Nina commençait à se décrisper devant cette situation cocasse lorsque la boule de crème dévoila dans un rictus béant des rangées de dents… des milliers de dents toutes plus aiguisaient et luisantes que des lames d’un poignard – Elle n’avait bien sûr pas pu toutes les compter, mais il y en avait tellement… -   Il déroula une interminable langue, recouverte d’épines acérées. Au bout, un frêle bourgeon tressauter et sangloter, laissant échapper toute la sève sucrée de son petit corps. Malgré son aversion, Nina attendrie tenta d’approcher sa main pour le réconforter mais elle se piqua à une des épines. Une goutte de sang tomba sur lui et du frêle bouton, une rose sauvage aux pétales d’un rouge profond s’épanouit. En son cœur, la plus belle et la plus appétissante des gourmandises qu’elle avait vue à ce jour ! Si délicate, si brillante, si exquise qu’on eut dit qu’elle avait été façonnée par la main d’un anges.

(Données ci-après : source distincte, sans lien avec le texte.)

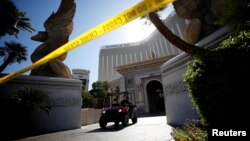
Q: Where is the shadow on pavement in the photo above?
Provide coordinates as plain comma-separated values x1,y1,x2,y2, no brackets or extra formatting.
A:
86,123,133,133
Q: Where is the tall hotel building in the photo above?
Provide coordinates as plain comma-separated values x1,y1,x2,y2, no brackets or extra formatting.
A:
98,12,187,82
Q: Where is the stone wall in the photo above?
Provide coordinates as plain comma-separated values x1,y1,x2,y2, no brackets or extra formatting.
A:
0,76,82,133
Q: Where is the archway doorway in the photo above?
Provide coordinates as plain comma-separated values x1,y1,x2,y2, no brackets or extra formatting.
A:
146,80,165,113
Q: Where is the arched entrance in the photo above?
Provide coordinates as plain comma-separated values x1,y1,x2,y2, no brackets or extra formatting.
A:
146,80,165,113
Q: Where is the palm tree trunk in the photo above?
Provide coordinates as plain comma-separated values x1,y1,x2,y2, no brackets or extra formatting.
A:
149,12,208,57
0,55,12,72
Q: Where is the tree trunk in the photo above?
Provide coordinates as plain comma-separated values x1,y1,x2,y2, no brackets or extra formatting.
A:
0,56,12,72
149,12,208,57
0,53,14,72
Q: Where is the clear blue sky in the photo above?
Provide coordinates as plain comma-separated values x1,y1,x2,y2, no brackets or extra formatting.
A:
0,0,173,87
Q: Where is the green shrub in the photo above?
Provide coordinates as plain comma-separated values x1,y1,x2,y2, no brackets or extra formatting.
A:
171,120,208,141
184,31,250,128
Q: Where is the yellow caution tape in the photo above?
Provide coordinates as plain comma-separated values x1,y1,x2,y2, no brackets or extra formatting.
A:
0,0,174,84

Nina était émerveillée. Devait-elle y goûter… Mais  l’avertissement résonné en écho dans sa tête :

« Par la gourmandise des enfers, suave & acidulée,

Prend garde à ne pas te laisser tenter…»

Mais si elle ne mangeait que la moitié… Un battement, puis un soupir. Comme si les jumelles pouvaient voir à travers elle pour lui réclamer. Ou peut-être était-ce pour l’avertir… Un battement, puis un autre. Les jumelles cognaient de plus en plus fort. Nina était comme hypnotisée. Les douceurs qu’elle avait ingurgitées quelque temps plus tôt lui semblaient si fades désormais. Juste un bout. Juste une bouchée…

Dès que ces lèvres se furent posées sur la plus délicate, la plus brillante, la plus exquise des douceurs, un nuage de sucre l’enveloppa et Nina se retrouva au milieu d’un champ, des rires d’enfants tintaient à ses oreilles. Elle aperçue ses jumelles. Elles criaient, jouaient, s’attrapaient dans la lumière du soleil qui commençait à se coucher…  Elle les appela pour leur dire de rentrer. Docilement, les petites filles coururent vers elles,  sautèrent à son cou pour l’embrasser et lui murmurèrent combien elle l’aimait. C’est alors que Nina ressentit de violentes contractions. Le nuage de sucre se dissipa aussi vite qu’il était apparu. Elle essaya de le retenir mais en vain…. furtivement, il se reforma en deux mains hideuses et crochues qui voulurent l’attraper. Nina tenta d’esquiver mais il était trop tard, les mains brumeuses et puissantes la saisirent aux épaules pour la maintenir fermement. Dans son ventre, les jumelles tambourinaient comme si elles suppliaient pour qu’on les fasse sortir. A son oreille, les flammes de la cheminée, qui à présent  l’entouraient, fredonnées ardemment :

« La patissorcière est là. Frissonne mélasse & praline… De son œil en sucre, on ne peut rien lui cacher. Tremble caramel & tartine. De sa chevelure hirsute, craint sa morsure. Boue ambroisie & saccharine. Par sa sève empoisonnée, la faute t’impute, car, à l’églantine tu as goûté. »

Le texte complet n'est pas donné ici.